Voorzieningen: ziekengeld, volgens reglement 54 stuivers bij contributie van 3 stuiver, aflopend tot 9 stuiver bij contributie van ½ stuiver; 1782: 30 tot 7½ stuiver; 1791 bepaald dat er na 3 maanden half geld wordt gegeven; volgens opgave 1827 (in 1802 ingevoerd) ƒ2,- aflopend tot 75 cent; medicijnen; arts (in febr. 1749 chirurgijn in dienst van de bos); Volgens het reglement moeten de overlieden desgewenst een kist laten maken van ƒ3-6,-; het reglement stelde tevens dat na vijf jaar een uitkering vanwege ouderdom of arbeidsongeschiktheid kon worden aangevraagd van ƒ0,50-2,50 afhankelijk van de contributie, de eerste vijf jaar slechts de helft. Reglement 1846 's zomers ƒ1,50, 's winters ƒ2,-; ±1892 nog volgens het reglement 1755: voorzieningen hetzelfde, nu alleen voor ouderen ƒ1,50. Reglement 1907 oude mannengeld ƒ0.75; ziekengeld na 7 dagen ƒ2,-, na 13 weken ƒ0,75. 1909 begrafenisgeld ƒ15; 1934 ƒ25.

Leden: 1760/1 122; 1770/1 158; 1800/01 80; 1827 94; 1830 95; 1835 78; 1840 72; 1845 82; 1850 74; 1855 73; 1860 86; 1865 74; 1870 64; 1875 58; 1892 45; 1900/01 35; 1925 67; 1935 60; 1948 36.

Contributie: variërend naar klasse reglement 1748 ½-3 stuivers. 1836 7½-15 cent; 1892 jonger dan 18 jaar 5 cent, overigen 10 en 15 cent.

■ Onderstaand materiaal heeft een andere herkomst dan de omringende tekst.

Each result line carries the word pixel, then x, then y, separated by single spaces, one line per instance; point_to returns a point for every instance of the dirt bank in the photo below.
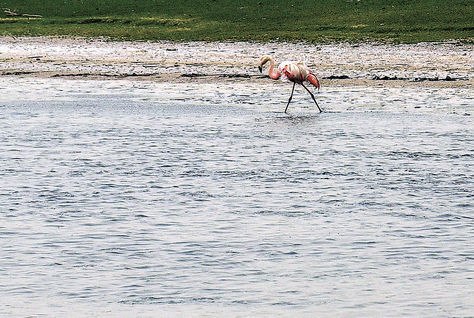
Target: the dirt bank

Niemand betaalde echter 15 cent, dus in feite waren er slechts 2, geen 3 klassen; 1909 contributie gedifferentieerd naar leeftijd: 10 cent; ouder dan 40 jaar 11, ouder dan 45 jaar 12 cent; 1922 resp. 17, 18 en 19 cent; 1942 nog slechts een klasse à 6 cent.

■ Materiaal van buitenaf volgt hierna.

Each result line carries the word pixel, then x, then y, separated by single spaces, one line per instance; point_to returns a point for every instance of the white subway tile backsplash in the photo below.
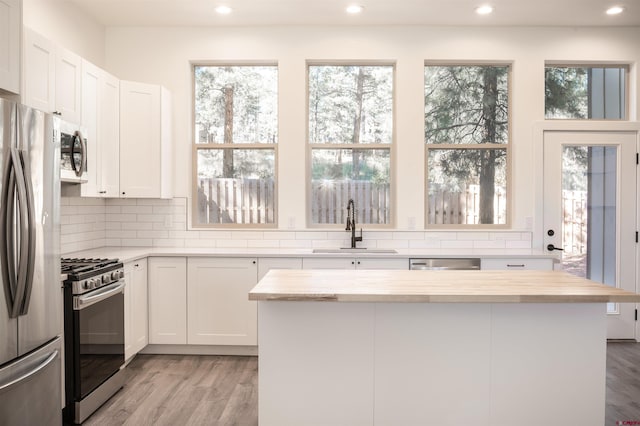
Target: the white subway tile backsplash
pixel 118 217
pixel 90 223
pixel 296 244
pixel 472 236
pixel 489 244
pixel 247 235
pixel 232 244
pixel 279 235
pixel 456 244
pixel 137 209
pixel 518 244
pixel 311 235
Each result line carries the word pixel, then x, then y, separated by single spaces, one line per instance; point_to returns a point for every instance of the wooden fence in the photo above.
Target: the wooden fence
pixel 236 201
pixel 330 198
pixel 463 207
pixel 574 227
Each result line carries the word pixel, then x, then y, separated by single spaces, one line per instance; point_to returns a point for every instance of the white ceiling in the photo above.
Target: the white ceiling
pixel 376 12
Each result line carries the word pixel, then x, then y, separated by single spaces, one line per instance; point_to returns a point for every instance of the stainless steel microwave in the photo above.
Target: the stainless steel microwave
pixel 73 153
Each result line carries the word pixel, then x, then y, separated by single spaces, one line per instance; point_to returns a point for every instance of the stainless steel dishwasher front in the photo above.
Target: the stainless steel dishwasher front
pixel 444 264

Bezit: 1748 ƒ235 in kas; 1765 ƒ288 in kas, ƒ¦2200 belegd; 1791 ƒ2500 belegd; 1859 ƒ4000 2½%; 1895 ƒ4.600 2½%.

Bijzonderheden: 1. In 1748 bepaalde de overheid, dat de directeuren van de bos vrije plaats in de kerk hadden bij de armmeesters. 2. In 1846 ontving de geneesheer ƒ125,- (inclusief medicijnen). 3. Getuige bij het verhoor in 1892 had reglement 1755 bij zich, veranderingen niet in reglement aangebracht. In 1892 slechts 1 bejaarde trekkend en vrij van contributie.

Bronnen: Armverslag 1827; S. 138, 1748-? Ziekenfondsrapport Nut, 22; Verhoren, 816-818; Fondsenenquête, 429; NMG, 516; departementale lijst; Kölker; NA, Ministerie van Financiën, toegang 2.08.41, inv. nr 720; Archief, 1747-1948.